Assess which apps carry a sizable .zip archive and consider configuring them to use FlexDirect instead. Another win for log on times! Predefined settings can help you enforce specific settings and you can then ‘ignore’ any custom user settings. This can also save profile space, but isn’t always a viable option.
The Big Picture
Although this post’s focus is solely on the DEM execution during logon, you should take a holistic approach to optimising your logon times and remember the other elements and infrastructure services that are invoked during a logon. I hope the below gives you some ideas:
Goodbye Group Policy!
Most organisations migrate to VDI from a physical desktop estate that houses a sprawling GPMC structure with thousands of GPO’s, logon scripts and noise processing at every logon. Computer and User GPO processing adds tens of seconds to logon times. When you implement VDI you should block inheritance on the OU where your VDI AD machine objects live, and from a policy standpoint: start from scratch!
I like to review User-based GPO’s and if I spot a setting in Group Policy that can be configured in DEM, then let’s configure them within DEM! Try to work to a general rule of using Group Policy for Computer settings, and DEM for ALL user settings.

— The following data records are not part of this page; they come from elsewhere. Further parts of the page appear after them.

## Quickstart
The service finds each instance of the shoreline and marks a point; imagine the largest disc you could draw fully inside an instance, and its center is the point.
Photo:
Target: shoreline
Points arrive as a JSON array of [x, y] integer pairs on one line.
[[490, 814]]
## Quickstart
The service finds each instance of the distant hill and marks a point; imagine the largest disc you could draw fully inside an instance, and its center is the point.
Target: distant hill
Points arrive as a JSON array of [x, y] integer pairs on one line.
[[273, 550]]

Most profile management tools can now import ADMX templates into VMWare DEM (also possible with Profile Unity) , eradicating the need to use GPMC for User settings. However, remember that you are now at the mercy of the processing order for DEM/UEM or your chosen profile management tool – and thus, it’s always worth knowing the order of execution for troubleshooting logon issues.

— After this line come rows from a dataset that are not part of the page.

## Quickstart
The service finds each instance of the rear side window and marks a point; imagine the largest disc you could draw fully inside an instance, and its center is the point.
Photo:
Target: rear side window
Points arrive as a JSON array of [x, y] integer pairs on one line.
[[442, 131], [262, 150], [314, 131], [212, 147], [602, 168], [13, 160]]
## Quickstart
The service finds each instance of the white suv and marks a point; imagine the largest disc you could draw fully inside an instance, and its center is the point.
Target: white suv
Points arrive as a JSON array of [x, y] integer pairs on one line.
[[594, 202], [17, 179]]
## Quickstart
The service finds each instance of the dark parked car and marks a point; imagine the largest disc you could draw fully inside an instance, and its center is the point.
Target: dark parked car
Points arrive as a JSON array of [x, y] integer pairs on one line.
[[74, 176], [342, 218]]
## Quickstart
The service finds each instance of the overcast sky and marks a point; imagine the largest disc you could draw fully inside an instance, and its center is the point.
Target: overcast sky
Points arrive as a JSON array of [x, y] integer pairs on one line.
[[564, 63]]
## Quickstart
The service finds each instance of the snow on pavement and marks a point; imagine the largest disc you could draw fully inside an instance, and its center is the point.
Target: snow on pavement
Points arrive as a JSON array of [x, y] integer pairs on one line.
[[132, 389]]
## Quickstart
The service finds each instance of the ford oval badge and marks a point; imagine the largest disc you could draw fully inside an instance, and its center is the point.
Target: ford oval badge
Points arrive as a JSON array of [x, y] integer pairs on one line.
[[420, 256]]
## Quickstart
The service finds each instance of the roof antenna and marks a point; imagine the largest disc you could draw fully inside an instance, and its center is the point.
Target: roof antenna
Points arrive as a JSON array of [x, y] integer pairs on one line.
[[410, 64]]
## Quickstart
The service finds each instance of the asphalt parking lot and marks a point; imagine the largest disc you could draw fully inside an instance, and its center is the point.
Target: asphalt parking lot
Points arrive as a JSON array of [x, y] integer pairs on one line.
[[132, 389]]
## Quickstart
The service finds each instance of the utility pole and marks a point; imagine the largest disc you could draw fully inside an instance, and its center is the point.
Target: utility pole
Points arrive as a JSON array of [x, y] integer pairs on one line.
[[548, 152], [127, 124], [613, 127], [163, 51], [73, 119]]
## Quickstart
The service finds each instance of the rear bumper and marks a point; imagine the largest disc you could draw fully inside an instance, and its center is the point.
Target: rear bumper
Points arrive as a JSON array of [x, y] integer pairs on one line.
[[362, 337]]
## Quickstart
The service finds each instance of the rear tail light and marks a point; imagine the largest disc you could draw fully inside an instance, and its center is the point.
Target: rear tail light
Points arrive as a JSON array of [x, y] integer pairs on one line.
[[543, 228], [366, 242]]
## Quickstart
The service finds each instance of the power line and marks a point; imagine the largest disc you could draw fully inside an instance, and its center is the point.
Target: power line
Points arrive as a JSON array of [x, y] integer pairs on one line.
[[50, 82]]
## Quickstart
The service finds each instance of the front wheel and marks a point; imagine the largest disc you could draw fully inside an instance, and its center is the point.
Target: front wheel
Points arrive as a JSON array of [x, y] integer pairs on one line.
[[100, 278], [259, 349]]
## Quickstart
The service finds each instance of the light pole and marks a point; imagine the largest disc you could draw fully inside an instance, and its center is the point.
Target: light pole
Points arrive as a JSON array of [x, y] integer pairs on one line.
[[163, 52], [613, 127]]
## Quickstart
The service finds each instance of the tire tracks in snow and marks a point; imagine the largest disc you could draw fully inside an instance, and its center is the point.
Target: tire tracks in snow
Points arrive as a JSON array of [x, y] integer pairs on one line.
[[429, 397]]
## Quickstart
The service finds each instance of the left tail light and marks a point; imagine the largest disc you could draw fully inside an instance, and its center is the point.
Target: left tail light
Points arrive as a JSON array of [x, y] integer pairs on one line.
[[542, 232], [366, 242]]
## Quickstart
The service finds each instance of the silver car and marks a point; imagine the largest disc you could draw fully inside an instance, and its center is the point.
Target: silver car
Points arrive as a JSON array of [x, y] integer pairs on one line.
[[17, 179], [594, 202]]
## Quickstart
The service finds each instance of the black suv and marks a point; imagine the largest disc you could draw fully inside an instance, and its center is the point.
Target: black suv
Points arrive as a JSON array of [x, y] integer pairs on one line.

DeCrapify Your OS Gold Image using VMWare OSOT and Google!
Your Gold Image should always be optimised for use in VDI. There’s many approaches to do this, I recommend using VMware OSOT is an awsome free tool for optimising your VDI gold image.
Google: Decrapify Windows 10 will lead you towards a lot of power shell scripts designed to strip out the bloatware built into Windows OS. I strongly recommend testing any decrapify scripts first – they’re usually very aggressive in removing services, registry keys, native applications from the windows store (think Calculator or MS Paint – people hate losing these). However, if tuned to your requirements, these scripts can be excellent and a huge time saver in preparing your gold image – so it’s well worth taking the time to download many of these scripts and chop/change/pick/choose the best bits of each of them. Combine a Decrapify script with OSOT will help you create a lean, lightweight OS image, which will ultimately improve VDI performance and maintenance of your gold image.
I hope you found this article useful.